So that GM6000iED looks about perfect for my needs. One thing I don't like is all outlets are bonded neutral. I remember Champion offered instructions on how to turn their 30A L14-30 receptacle into a floating neutral, for connecting to a home Interlock. I'm sure it can be done here too, somehow.

Here is the schematic. I assume we just break the connection G/Y connection on the 30A port? And hope it's just a wire?


----------



## tabora (Sep 6, 2018)

Robh said:


> Here is the schematic. I assume we just break the connection G/Y connection on the 30A port? And hope it's just a wire?


Actually, it looks like the bond is here:








Just remove the wire that joins the W and the G/Y there.


----------



## Robh (Aug 19, 2019)

That works for the 30A too?


----------



## tabora (Sep 6, 2018)

Robh said:


> That works for the 30A too?


There's only one bonding point between the Neutral (W) and Ground (G/Y) on a generator. Assuming your diagram is correct, that's it. In a traditional generator, it looks like this:


----------



## OrlyP (Oct 19, 2021)

In an inverter, the bond can happen inside the control box.

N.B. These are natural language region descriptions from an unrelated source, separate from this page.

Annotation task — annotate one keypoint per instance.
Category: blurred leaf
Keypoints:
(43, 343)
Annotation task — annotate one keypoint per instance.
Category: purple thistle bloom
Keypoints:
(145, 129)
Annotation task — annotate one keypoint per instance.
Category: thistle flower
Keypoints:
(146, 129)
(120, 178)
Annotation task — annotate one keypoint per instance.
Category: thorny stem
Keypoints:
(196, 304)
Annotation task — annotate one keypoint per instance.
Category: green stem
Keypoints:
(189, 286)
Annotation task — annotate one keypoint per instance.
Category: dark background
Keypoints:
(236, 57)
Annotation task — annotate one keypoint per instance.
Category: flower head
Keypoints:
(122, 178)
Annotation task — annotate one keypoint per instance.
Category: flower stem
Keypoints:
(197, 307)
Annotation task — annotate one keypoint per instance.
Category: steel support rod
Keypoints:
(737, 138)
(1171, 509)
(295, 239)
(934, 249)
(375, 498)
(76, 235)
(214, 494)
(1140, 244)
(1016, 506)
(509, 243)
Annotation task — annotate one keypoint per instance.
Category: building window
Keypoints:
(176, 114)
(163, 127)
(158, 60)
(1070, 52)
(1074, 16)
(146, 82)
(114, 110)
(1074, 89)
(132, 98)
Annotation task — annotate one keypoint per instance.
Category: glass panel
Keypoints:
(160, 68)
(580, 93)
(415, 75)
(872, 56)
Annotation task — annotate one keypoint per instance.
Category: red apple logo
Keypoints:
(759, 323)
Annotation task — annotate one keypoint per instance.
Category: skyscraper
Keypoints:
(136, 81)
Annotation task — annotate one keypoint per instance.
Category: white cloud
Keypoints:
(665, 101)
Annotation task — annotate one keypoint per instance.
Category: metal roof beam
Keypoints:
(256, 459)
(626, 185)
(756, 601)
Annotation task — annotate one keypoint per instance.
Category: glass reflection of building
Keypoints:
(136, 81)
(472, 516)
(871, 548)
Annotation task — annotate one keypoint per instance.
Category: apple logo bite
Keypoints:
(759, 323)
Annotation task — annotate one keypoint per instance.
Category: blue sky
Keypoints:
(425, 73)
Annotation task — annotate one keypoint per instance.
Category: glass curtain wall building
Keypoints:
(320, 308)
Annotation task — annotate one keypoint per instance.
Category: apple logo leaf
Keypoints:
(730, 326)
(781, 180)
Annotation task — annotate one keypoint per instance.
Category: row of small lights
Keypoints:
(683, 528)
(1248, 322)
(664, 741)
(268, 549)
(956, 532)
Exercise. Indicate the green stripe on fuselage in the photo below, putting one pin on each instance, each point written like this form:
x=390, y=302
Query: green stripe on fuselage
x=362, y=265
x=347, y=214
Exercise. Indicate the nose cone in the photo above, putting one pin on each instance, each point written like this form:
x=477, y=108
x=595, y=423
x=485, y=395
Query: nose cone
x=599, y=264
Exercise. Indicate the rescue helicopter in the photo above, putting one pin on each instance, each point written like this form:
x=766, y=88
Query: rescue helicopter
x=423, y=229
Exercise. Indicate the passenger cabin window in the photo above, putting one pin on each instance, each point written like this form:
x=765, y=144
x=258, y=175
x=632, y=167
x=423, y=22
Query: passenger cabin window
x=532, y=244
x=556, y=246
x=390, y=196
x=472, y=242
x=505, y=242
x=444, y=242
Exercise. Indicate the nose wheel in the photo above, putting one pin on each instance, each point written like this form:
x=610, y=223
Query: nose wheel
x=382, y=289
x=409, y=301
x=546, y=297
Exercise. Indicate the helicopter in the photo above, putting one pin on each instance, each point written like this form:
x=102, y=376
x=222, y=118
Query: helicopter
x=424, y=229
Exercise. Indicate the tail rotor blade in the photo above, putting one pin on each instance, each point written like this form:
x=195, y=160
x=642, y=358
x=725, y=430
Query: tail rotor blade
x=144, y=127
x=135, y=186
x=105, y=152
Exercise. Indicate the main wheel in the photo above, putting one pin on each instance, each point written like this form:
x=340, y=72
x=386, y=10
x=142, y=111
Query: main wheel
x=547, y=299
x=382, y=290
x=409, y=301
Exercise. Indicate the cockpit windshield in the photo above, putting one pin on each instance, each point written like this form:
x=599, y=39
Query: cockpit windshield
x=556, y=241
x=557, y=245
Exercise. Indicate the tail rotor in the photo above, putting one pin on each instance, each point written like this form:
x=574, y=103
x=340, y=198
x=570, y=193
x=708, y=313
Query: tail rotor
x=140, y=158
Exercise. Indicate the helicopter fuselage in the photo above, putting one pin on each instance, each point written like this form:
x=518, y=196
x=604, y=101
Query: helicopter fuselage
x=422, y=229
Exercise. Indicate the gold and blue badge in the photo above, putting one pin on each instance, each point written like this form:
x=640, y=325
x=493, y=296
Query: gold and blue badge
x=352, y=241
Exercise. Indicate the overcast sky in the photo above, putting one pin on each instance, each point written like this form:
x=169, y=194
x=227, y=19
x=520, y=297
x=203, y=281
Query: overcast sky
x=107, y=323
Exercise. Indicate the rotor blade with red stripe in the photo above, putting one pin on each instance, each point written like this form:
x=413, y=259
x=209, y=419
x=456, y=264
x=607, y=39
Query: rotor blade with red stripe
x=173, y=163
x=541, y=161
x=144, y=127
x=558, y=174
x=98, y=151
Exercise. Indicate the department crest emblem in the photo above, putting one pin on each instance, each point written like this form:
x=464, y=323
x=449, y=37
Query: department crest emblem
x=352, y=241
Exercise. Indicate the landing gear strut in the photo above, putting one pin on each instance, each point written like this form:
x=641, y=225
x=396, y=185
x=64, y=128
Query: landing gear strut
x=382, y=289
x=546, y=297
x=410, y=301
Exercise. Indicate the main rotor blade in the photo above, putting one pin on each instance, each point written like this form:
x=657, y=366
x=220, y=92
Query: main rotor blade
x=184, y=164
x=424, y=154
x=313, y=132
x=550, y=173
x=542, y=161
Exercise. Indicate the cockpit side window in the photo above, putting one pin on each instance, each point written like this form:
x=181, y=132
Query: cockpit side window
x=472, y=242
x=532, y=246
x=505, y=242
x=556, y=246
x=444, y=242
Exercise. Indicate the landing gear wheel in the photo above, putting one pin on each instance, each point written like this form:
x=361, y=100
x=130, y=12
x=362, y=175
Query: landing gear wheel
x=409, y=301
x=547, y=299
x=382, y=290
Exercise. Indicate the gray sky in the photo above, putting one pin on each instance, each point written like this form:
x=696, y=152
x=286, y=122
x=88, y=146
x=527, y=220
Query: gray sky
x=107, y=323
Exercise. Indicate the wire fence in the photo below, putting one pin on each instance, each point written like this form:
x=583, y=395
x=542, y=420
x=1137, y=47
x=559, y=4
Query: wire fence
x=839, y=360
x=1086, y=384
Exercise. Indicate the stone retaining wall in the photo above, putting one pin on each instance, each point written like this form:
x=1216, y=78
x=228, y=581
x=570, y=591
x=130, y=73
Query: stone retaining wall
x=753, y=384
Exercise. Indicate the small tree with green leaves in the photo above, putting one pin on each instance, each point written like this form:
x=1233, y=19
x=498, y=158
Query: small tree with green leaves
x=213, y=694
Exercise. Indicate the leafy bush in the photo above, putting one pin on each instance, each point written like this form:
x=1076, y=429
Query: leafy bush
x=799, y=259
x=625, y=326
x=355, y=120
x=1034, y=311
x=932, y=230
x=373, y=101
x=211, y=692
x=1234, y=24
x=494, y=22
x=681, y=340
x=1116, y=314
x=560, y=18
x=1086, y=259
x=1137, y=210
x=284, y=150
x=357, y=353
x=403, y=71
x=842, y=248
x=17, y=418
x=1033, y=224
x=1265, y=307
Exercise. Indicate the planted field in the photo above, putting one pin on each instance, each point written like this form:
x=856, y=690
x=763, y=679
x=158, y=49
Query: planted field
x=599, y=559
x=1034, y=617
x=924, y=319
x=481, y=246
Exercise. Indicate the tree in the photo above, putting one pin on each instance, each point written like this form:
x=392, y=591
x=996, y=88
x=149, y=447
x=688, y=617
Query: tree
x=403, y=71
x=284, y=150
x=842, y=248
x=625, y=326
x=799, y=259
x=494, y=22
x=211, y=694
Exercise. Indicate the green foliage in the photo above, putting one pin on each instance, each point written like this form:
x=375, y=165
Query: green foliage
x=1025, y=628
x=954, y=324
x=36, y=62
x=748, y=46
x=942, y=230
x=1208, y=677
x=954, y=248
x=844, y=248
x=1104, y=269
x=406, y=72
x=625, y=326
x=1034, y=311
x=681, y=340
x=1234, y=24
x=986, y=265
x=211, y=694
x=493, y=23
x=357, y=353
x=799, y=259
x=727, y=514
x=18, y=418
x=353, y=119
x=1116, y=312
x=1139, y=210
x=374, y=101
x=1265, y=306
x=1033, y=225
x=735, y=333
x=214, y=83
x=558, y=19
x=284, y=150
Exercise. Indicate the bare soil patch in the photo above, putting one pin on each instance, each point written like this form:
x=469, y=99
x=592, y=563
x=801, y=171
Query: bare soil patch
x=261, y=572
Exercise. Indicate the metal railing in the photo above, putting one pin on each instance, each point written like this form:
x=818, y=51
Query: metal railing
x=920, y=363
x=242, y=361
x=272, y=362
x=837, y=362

Remember that once you remove the connection, you should wrap up the open terminal with electrical tape.... that is unless you decide to remove the jumper altogether.

Sample pic from a Generac:


----------



## joyfullydj (3 mo ago)

Robh said:


> ??? Apples and oranges. There are plenty of open-frame generators. This thread is not about those.


 But this IS an inverter generator with low THD and most open frame generators are not that. So I, for one, an glad he mentioned this generator as I'm having a tough time finding something like this that will work for my home.


----------



## Robh (Aug 19, 2019)

So A-iPower released a new one
GXS7100iRD - 7100 Watt Dual Fuel With Remote Start Inverter Generator

It looks to be a slightly more powerful variant on the Genmax GM6000iED. It appears very similar so probably the same factory. Both are dual-fuel and have electric start. You get another 1000 watts for an engine size difference between 312cc vs 322cc.


----------



## tabora (Sep 6, 2018)

Robh said:


> So A-iPower released a new one
> GXS7100iRD - 7100 Watt Dual Fuel With Remote Start Inverter Generator


Yet another generator with no neutral port for parallel operation. Is this the new normal?


----------



## GenKnot (Dec 20, 2021)

tabora said:


> Yet another generator with no neutral port for parallel operation. Is this the new normal?


I noticed that too, but I was just going to hold myself back. I can't believe this is becoming a trend. In my opinion there is absolutely no way to parallel these gens correctly.


----------



## OrlyP (Oct 19, 2021)

Neutral is unbonded based on the literature so the parallel kit will either be 120V-only or 240V-only. Their parallel kit is model "PK12000", but they didn't provide any more details beyond that.

Dealing with voltages that can either maim or kill, you'd think they'd be more forthcoming with the details.


----------